- Court: Supreme Court of Illinois
- Full case name: The People of the State of Illinois, Appellant, v. Francis Unger, Appellee.
- Decided: April 5, 1977
- Citations: 362 N.E. 2d 319; 66 Ill. 2d 333

Court membership
- Judges sitting: Robert C. Underwood, Daniel P. Ward, Howard C. Ryan, Joseph H. Goldenhersh, William G. Clark, James A. Dooley, Thomas J. Moran

Case opinions
- Decision by: Ryan
- Concurrence: Ward, Goldenhersh, Clark, Dooley, Moran
- Dissent: Underwood

Keywords
- Defense of necessity; Duress;

= People v. Unger =

People v. Unger, Supreme Court of Illinois, 362 N.E. 2d 319 (1977), is a criminal case that distinguished between necessity and duress.
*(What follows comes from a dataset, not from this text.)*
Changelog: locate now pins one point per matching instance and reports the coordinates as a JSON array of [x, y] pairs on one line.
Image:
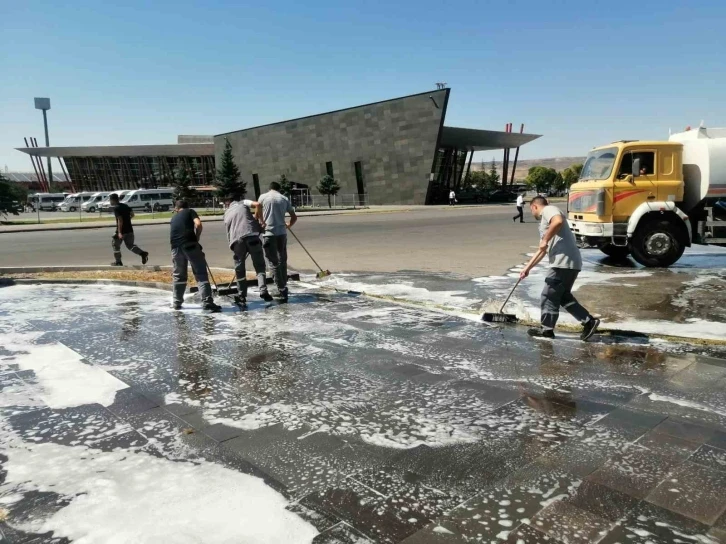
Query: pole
[[47, 144], [516, 155]]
Unger escaped from prison under a claim of threat of physical and sexual violence, was recaptured, and was not allowed to use a defense of necessity or defense of duress at trial. The Supreme Court of Illinois held that the case should be analyzed under the necessity defense, as the defendant was not coerced by threats of physical violence to escape, but was allegedly forced to choose between the lesser of two evils, and chose to escape. The trial court's refusal to give instructions on the necessity defense to the jury was held to improper, as the defendant alleged circumstances and provided evidence that, if believed by a jury, could support a finding of necessity.